Collect the list of UAST nodes which lie on the changed lines.

Parameters:
  • root – UAST root node.
  • lines – Changed lines, typically obtained via find_new_lines(). Empty list means all the lines.
Returns:

List of UAST nodes which are suspected to have been changed.

lookout.core.lib.files_by_language(files:Iterable[File])

Sorts files by programming language and path.

Parameters:files – Iterable of File-s.
Returns:Dictionary with languages as keys and files mapped to paths as values.
lookout.core.lib.filter_files_by_path(filepaths:Iterable[str], exclude_pattern:Optional[str]=None)

Filter out files by specific patterns in their path.

Parameters:
  • filepaths – Iterable of file paths to examine.
  • exclude_pattern – Regular expression to search in file paths. The matched files are excluded from the result. If it is None, we use the “garbage” pattern defined in lookout.core.langs. If it is an empty string, filtering is disabled.
Returns:

List of paths, filtered.

lookout.core.lib.filter_files_by_line_length(filepaths:Iterable[str], content_getter:callable, line_length_limit:int)

Filter out files that have lines longer than line_length_limit.

Parameters:
  • filepaths – Paths to the files to filter.
  • content_getter – Function which returns the file byte content by it’s path.
  • line_length_limit – Maximum line length to accept a file. We measure the length in bytes, not in Unicode characters.
Returns:

Files passed through the maximum line length filter.

lookout.core.lib.filter_files_by_overall_size(filepaths:Iterable[str], content_getter:callable, overall_size_limit:int, random_state:int=7)

Filter out files once the overall passed size is greater than the specified limit.

The files are randomly shuffled before filtering.

Parameters:
  • filepaths – Paths to the files to filter.
  • content_getter – Function which returns the file byte content by it’s path.
  • overall_size_limit – Maximum cumulative file size in bytes. The files are discarded after reaching this limit.
  • random_state – Random generator state for shuffling the files.
Returns:

Files passed through the overall size filter.

lookout.core.lib.parse_files(filepaths:Sequence[str], line_length_limit:int, overall_size_limit:int, client:BblfshClient, language:str, random_state:int=7, progress_tracker:Callable=lambda x: x, log:Optional[logging.Logger]=None)

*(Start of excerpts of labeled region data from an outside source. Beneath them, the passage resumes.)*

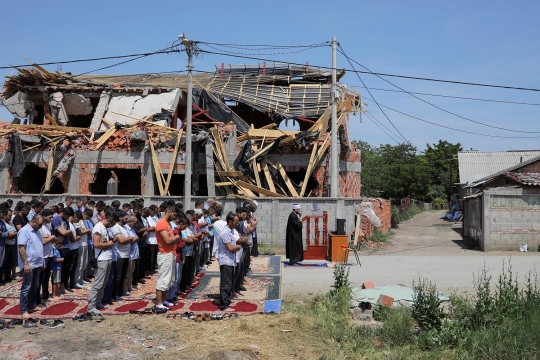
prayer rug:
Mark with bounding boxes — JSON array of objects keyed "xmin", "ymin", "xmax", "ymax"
[{"xmin": 0, "ymin": 256, "xmax": 283, "ymax": 319}]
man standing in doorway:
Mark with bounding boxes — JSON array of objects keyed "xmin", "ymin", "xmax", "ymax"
[{"xmin": 285, "ymin": 204, "xmax": 304, "ymax": 266}]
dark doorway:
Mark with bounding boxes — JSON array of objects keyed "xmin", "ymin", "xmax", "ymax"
[
  {"xmin": 90, "ymin": 169, "xmax": 142, "ymax": 195},
  {"xmin": 19, "ymin": 164, "xmax": 64, "ymax": 194}
]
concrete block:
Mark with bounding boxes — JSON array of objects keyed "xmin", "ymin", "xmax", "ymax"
[
  {"xmin": 362, "ymin": 281, "xmax": 375, "ymax": 289},
  {"xmin": 351, "ymin": 308, "xmax": 373, "ymax": 321},
  {"xmin": 377, "ymin": 294, "xmax": 394, "ymax": 308}
]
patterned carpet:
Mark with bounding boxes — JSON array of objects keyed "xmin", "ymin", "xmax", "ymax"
[{"xmin": 0, "ymin": 256, "xmax": 283, "ymax": 319}]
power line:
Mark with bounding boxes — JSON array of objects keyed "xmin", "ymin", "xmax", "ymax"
[
  {"xmin": 201, "ymin": 50, "xmax": 540, "ymax": 92},
  {"xmin": 362, "ymin": 116, "xmax": 399, "ymax": 145},
  {"xmin": 347, "ymin": 85, "xmax": 540, "ymax": 106},
  {"xmin": 0, "ymin": 49, "xmax": 181, "ymax": 69},
  {"xmin": 338, "ymin": 44, "xmax": 540, "ymax": 134},
  {"xmin": 334, "ymin": 43, "xmax": 409, "ymax": 143},
  {"xmin": 362, "ymin": 97, "xmax": 540, "ymax": 139}
]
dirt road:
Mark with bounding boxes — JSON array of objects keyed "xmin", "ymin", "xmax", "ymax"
[{"xmin": 283, "ymin": 211, "xmax": 540, "ymax": 295}]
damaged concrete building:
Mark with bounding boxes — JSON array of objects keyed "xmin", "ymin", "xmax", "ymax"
[
  {"xmin": 0, "ymin": 64, "xmax": 372, "ymax": 244},
  {"xmin": 0, "ymin": 64, "xmax": 360, "ymax": 198}
]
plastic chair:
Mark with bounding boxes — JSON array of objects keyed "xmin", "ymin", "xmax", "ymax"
[{"xmin": 341, "ymin": 245, "xmax": 362, "ymax": 266}]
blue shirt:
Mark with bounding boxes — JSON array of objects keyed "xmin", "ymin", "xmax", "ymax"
[
  {"xmin": 51, "ymin": 214, "xmax": 70, "ymax": 249},
  {"xmin": 51, "ymin": 245, "xmax": 62, "ymax": 270},
  {"xmin": 84, "ymin": 219, "xmax": 94, "ymax": 246},
  {"xmin": 217, "ymin": 226, "xmax": 236, "ymax": 266},
  {"xmin": 17, "ymin": 224, "xmax": 44, "ymax": 270}
]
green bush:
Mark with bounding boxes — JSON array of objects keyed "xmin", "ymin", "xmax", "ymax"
[{"xmin": 377, "ymin": 307, "xmax": 415, "ymax": 347}]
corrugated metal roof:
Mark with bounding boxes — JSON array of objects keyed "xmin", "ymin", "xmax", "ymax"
[{"xmin": 458, "ymin": 150, "xmax": 540, "ymax": 184}]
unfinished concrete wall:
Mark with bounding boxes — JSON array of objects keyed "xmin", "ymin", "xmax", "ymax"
[{"xmin": 482, "ymin": 188, "xmax": 540, "ymax": 251}]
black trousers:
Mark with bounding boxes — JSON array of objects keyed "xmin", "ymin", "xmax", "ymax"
[
  {"xmin": 131, "ymin": 258, "xmax": 141, "ymax": 286},
  {"xmin": 137, "ymin": 245, "xmax": 150, "ymax": 281},
  {"xmin": 146, "ymin": 244, "xmax": 157, "ymax": 272},
  {"xmin": 36, "ymin": 257, "xmax": 52, "ymax": 304},
  {"xmin": 251, "ymin": 236, "xmax": 259, "ymax": 257},
  {"xmin": 219, "ymin": 265, "xmax": 234, "ymax": 311},
  {"xmin": 0, "ymin": 244, "xmax": 18, "ymax": 279},
  {"xmin": 180, "ymin": 256, "xmax": 193, "ymax": 291},
  {"xmin": 113, "ymin": 258, "xmax": 129, "ymax": 297}
]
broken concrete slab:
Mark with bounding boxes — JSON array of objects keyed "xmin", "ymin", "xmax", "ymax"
[
  {"xmin": 63, "ymin": 94, "xmax": 93, "ymax": 115},
  {"xmin": 2, "ymin": 91, "xmax": 34, "ymax": 117}
]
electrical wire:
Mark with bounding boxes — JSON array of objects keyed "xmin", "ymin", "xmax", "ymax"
[
  {"xmin": 336, "ymin": 46, "xmax": 410, "ymax": 143},
  {"xmin": 201, "ymin": 50, "xmax": 540, "ymax": 92},
  {"xmin": 347, "ymin": 85, "xmax": 540, "ymax": 106},
  {"xmin": 0, "ymin": 50, "xmax": 180, "ymax": 70},
  {"xmin": 338, "ymin": 44, "xmax": 540, "ymax": 134},
  {"xmin": 362, "ymin": 97, "xmax": 540, "ymax": 139}
]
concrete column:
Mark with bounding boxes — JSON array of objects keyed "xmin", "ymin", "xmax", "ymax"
[
  {"xmin": 204, "ymin": 142, "xmax": 216, "ymax": 196},
  {"xmin": 142, "ymin": 152, "xmax": 156, "ymax": 196},
  {"xmin": 480, "ymin": 191, "xmax": 493, "ymax": 251},
  {"xmin": 90, "ymin": 91, "xmax": 111, "ymax": 131},
  {"xmin": 225, "ymin": 131, "xmax": 238, "ymax": 167},
  {"xmin": 270, "ymin": 199, "xmax": 280, "ymax": 245},
  {"xmin": 68, "ymin": 161, "xmax": 81, "ymax": 194}
]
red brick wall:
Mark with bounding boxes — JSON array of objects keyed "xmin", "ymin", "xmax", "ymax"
[{"xmin": 362, "ymin": 199, "xmax": 392, "ymax": 238}]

Parse files with Babelfish.

If a file has lines longer than line_length_limit, it is skipped. If the summed size of parsed files exceeds overall_size_limit the rest of the files is skipped. Files paths are filtered with filter_files_by_path(). The order in which the files are parsed is random - and hence different from filepaths.

Parameters:
  • filepaths – File paths to filter.
  • line_length_limit – Maximum line length to accept a file.
  • overall_size_limit – Maximum cumulative files size in bytes. The files are discarded after reaching this limit.
  • client – Babelfish client instance. The Babelfish server should be running.
  • language – Language to consider. Will discard the other languages.
  • random_state – Random generator state for shuffling the files.
  • progress_tracker – Optional progress metric whenn iterating over the input files.
  • log – Logger to use to report the number of excluded files.
Returns:

File-s with parsed UASTs and which passed through the filters.

lookout.core.lib.filter_files(files:Dict[str, File], line_length_limit:int, overall_size_limit:int, random_state:int=7, log:Optional[logging.Logger]=None)

Filter files based on their maximum line length and overall size.

Parameters:
  • files – files_by_path[key]les to filter.
  • line_length_limit – maximum line length to accept a file.
  • overall_size_limit – maximum cumulative files size in bytes. The files are discarded after reaching this limit.
  • random_state – random generator state for shuffling the files.
  • log – logger to use to report the number of excluded files.
Returns:

files passed through the filter and the number of files which were excluded.